One thing about CSA which immediately catches your eye is the box bottom, flipped upside down, is used as the foundation to build upon. Yep, you’ll be building the Column Walls and Door Frames around the box bottom while the Throne, Pedestal, and Mosaics of the Gods on top. The Obelisks and Sphinxes have their own board to be built on, right next to the box. It’s cool to see the temple being built and makes you feel like you are creating something from scratch (one more reason I use this game).
To build these Egyptian wonders you will need resources which are in the Market. Cards represent the five different resources, from common to rarest; Artisan, Stone Block, Marble Slab, Wooden Log and Lapis Lazuli. There are three stalls in the Market along with a draw deck. On your turn you may take all the cards from one stall. While setting up the Market, with new players, every time someone tells me to stop right before I shuffle the cards. Why? You take half the deck face up, the other half face down and shuffle. Once again introduces players to new mechanics of playing board games. When a player is done visiting the Market you will replenish each stall from the draw pile. Some cards will be face up and some face down. Maintaining their orientation, from the draw deck, when placing them is important.
When Visiting the Quarry and you have the correct resources, you may take a piece and place it on the corresponding spot on the board. If you have enough resources then you may take more pieces. The more monument pieces you build the more Talent you earn. Once you’re done building you roll all of the dice of the Great Priest whose face up is still blank. If all five dice display the Great Priest symbol time to make an Offering to the Great Priest. Simply make an offering of Talent, hidden in your hand, reveal at the same time and the highest offering wins. The winning bid removes three Amulets of Corruption and the losers add Amulets of Corruption to their Pyramids of Corruption.
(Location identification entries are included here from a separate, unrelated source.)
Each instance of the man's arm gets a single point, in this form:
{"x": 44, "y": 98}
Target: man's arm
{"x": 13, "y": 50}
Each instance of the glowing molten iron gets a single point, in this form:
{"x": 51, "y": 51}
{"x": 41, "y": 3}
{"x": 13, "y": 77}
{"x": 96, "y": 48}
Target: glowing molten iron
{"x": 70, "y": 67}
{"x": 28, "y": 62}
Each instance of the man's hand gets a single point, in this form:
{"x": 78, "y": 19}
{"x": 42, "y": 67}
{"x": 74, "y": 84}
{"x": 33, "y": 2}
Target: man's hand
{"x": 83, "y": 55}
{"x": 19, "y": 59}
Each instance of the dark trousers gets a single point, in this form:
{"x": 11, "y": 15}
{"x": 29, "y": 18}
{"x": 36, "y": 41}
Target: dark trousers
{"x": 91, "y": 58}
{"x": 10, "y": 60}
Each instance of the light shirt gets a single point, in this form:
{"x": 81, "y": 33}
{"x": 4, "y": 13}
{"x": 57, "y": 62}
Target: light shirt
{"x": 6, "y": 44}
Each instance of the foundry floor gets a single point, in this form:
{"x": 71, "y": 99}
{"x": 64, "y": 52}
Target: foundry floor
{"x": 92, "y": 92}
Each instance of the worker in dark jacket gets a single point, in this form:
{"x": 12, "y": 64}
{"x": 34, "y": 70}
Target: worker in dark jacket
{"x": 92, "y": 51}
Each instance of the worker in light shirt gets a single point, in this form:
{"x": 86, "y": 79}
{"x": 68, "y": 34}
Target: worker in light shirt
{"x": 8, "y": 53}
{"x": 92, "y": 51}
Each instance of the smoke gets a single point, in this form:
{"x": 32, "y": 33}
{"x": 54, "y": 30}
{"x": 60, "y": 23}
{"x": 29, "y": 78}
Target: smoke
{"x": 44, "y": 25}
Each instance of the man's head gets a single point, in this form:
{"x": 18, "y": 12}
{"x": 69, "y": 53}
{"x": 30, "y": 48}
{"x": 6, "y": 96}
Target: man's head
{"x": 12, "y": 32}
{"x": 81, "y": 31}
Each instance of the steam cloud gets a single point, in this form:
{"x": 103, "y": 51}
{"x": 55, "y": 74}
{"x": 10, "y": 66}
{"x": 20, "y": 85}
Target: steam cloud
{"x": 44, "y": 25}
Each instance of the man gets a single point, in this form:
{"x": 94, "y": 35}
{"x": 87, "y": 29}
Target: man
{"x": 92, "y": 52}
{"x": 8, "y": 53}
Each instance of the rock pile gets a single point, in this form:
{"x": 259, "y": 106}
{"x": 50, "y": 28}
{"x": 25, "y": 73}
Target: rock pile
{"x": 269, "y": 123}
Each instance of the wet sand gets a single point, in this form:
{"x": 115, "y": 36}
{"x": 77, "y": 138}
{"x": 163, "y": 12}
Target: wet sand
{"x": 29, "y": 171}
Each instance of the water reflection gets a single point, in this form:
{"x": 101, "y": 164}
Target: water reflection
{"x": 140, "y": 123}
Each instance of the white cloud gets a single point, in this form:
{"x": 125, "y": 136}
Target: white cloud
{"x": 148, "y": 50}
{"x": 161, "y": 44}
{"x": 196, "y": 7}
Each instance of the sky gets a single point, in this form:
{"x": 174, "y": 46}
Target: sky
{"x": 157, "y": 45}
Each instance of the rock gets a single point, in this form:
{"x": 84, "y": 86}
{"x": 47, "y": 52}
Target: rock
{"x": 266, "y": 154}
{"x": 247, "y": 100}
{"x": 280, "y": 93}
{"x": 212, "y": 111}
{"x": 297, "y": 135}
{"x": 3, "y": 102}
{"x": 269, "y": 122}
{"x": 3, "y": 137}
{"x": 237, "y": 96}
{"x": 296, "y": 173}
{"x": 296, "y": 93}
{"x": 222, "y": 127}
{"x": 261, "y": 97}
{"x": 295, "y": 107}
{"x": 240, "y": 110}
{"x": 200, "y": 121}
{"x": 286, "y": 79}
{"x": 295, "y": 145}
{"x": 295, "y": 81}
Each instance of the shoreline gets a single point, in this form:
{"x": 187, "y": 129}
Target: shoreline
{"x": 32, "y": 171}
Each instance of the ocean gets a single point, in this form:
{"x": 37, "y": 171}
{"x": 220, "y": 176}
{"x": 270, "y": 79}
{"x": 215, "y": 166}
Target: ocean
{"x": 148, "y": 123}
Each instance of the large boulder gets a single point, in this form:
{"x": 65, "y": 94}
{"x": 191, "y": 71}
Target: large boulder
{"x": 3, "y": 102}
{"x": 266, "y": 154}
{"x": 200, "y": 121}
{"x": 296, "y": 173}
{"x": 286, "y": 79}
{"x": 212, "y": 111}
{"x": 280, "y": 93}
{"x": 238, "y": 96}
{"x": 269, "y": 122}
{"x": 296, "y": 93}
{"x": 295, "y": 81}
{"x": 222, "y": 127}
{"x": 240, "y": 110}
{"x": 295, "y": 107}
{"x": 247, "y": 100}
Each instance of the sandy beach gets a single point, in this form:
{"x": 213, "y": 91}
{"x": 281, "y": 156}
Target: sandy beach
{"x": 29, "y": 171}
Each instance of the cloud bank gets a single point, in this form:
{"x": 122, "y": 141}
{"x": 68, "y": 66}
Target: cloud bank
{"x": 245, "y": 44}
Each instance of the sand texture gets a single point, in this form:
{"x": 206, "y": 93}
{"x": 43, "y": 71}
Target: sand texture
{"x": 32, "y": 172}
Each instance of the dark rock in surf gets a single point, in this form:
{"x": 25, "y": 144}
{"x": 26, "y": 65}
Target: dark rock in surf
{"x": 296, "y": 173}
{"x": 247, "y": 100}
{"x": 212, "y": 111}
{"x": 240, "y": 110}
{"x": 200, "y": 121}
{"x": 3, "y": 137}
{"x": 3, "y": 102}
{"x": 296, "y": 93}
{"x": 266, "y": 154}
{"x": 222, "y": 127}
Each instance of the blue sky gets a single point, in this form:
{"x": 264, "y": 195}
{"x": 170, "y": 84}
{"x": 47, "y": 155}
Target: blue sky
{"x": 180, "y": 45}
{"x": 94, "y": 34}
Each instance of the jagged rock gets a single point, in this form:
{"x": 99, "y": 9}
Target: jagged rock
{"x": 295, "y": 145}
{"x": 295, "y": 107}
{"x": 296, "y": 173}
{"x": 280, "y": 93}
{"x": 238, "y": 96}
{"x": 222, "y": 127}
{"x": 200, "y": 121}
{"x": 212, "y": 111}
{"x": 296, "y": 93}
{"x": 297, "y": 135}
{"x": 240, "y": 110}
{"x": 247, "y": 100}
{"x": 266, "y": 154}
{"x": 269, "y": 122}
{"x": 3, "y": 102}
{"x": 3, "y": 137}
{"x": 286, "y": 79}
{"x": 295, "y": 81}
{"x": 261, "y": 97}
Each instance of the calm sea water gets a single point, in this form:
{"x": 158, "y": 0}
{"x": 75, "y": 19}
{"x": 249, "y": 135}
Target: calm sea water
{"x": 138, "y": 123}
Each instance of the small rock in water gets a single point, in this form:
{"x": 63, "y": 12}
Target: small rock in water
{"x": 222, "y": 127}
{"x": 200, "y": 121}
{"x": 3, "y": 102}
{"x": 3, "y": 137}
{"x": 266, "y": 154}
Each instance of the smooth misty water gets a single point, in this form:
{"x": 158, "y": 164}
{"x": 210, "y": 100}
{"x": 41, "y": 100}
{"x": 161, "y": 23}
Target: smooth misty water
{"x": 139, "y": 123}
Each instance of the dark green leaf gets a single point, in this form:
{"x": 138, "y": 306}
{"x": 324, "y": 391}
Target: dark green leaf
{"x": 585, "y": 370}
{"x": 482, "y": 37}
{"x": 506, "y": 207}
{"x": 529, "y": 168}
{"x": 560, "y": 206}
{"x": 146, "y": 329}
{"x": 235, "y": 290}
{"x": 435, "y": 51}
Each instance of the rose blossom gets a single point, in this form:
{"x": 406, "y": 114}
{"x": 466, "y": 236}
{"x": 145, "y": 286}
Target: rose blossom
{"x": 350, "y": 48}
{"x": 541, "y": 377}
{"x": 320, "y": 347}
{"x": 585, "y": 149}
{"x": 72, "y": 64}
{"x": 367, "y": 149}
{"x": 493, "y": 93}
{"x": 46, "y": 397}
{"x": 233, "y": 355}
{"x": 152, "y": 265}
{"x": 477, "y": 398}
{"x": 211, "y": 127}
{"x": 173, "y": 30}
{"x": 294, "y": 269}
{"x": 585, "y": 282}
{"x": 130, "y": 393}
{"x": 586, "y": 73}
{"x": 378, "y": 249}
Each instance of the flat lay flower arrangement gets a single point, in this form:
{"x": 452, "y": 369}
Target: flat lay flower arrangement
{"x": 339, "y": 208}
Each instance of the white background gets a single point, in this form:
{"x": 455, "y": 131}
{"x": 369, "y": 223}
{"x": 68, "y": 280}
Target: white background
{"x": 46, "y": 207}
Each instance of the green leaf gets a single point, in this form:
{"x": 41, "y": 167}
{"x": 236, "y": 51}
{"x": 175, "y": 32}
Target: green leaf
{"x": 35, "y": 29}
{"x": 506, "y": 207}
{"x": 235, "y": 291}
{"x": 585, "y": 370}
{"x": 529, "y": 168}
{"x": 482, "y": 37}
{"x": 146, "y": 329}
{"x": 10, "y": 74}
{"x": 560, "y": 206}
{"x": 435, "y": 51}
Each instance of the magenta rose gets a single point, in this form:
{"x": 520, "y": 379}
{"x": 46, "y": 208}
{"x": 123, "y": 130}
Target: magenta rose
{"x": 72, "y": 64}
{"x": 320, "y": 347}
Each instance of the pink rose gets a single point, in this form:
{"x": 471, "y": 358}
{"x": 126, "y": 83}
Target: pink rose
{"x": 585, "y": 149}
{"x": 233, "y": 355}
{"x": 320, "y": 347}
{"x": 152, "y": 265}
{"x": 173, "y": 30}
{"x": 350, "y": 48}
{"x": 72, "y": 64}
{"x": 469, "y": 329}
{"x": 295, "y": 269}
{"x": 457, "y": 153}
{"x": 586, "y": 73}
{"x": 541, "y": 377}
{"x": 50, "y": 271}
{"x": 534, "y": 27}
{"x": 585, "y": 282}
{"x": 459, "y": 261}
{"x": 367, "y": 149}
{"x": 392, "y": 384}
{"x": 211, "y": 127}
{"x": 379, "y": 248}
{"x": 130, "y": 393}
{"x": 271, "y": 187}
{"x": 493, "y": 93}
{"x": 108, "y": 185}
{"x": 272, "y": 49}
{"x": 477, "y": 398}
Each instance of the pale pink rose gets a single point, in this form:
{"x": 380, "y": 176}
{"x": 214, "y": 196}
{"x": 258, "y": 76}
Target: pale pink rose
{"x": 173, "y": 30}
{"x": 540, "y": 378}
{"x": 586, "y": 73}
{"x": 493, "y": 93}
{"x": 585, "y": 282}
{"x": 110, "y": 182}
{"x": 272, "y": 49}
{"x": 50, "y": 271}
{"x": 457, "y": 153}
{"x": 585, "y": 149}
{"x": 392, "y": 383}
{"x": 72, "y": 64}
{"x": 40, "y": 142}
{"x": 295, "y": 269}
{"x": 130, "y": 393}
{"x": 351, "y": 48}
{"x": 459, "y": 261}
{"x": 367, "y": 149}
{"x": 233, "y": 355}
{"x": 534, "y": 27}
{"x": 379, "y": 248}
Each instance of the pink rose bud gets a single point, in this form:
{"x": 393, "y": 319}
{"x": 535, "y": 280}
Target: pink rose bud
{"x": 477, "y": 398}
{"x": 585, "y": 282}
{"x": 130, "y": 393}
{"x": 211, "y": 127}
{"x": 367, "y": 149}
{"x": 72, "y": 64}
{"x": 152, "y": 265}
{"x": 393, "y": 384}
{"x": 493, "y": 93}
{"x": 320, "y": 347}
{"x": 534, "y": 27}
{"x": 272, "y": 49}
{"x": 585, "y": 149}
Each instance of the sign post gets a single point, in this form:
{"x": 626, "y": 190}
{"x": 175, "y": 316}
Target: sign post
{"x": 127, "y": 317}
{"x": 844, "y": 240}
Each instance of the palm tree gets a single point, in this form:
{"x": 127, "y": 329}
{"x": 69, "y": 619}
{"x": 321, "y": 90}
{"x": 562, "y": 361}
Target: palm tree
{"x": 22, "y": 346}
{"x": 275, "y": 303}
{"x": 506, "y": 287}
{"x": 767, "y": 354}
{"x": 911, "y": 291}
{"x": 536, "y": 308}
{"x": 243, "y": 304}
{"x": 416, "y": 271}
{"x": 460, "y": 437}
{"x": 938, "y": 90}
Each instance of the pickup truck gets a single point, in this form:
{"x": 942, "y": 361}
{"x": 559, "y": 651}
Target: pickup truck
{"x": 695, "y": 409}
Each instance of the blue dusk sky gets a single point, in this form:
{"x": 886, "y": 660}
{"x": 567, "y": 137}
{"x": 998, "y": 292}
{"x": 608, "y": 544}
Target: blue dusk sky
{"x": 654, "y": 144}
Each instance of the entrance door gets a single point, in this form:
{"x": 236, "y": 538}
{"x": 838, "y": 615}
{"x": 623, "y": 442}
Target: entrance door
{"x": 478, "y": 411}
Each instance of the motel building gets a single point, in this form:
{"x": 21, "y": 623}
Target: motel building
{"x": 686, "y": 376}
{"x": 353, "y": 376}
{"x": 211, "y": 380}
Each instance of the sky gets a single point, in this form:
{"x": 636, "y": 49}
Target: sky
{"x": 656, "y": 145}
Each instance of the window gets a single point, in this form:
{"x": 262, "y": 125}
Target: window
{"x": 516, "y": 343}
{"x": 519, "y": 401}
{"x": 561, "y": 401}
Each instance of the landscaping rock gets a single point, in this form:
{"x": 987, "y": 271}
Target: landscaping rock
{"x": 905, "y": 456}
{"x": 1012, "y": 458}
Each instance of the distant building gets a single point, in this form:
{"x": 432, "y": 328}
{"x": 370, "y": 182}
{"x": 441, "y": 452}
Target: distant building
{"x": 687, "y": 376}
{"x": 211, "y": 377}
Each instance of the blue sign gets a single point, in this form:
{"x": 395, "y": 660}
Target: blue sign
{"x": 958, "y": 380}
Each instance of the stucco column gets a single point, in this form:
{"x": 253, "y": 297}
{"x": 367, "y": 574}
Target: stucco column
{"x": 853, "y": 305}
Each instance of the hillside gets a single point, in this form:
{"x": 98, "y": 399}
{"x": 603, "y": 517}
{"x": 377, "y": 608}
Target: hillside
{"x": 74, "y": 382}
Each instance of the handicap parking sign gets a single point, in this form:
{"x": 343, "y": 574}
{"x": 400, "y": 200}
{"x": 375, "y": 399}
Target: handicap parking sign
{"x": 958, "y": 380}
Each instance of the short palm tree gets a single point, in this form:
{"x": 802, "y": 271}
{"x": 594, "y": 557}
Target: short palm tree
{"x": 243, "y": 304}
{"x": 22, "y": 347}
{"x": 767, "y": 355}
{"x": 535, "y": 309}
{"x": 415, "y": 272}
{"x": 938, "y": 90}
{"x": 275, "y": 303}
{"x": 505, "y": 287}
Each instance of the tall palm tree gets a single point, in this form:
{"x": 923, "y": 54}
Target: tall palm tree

I’ve played CSA over ten times and have only had to make an offering once. This one part of the game adds a bit of tension to allow players a way to remove Amulets of Corruption from their Pyramids.
The Amulets of Corruption will be a part of the game that will affect who ends up the winner. Among the regular resource cards are “Tainted” Resource and Character cards. The Tainted cards give you more resources or special actions, but you also collect Amulets of Corruption. At the end of the game the player or players with the most Amulets cannot win. This part of the game introduces players to thinking about the long term strategy of CSA. It’s exciting and funny to see someone realize they forgot about that rule half way through the game. For me it’s always a good place to laugh and talk amongst ourselves about trying different strategies. After all this is what playing board games are all about; having fun and making new friends as you socialize all the while.
Once five of the six monuments are fully built the game ends. Time to count up those Amulets of Corruption, see who was the most corrupt and feed them to the crocodiles! Everyone is amazed over the number of Amulets they have in their pyramid. Every game you hear “There’s no way I have that many.”, “Who added tokens to my pyramid?”, “I knew I should have taken more Amulets.” The players which are still alive count up their Talent points and the one with the most is the winner.
Cleopatra and the Society of Architects is worth the time and effort to locate a copy for your collection. The components and artwork are all well done and when you lift the game box you feel like you’ve gotten your money’s worth, especially for those new to gaming.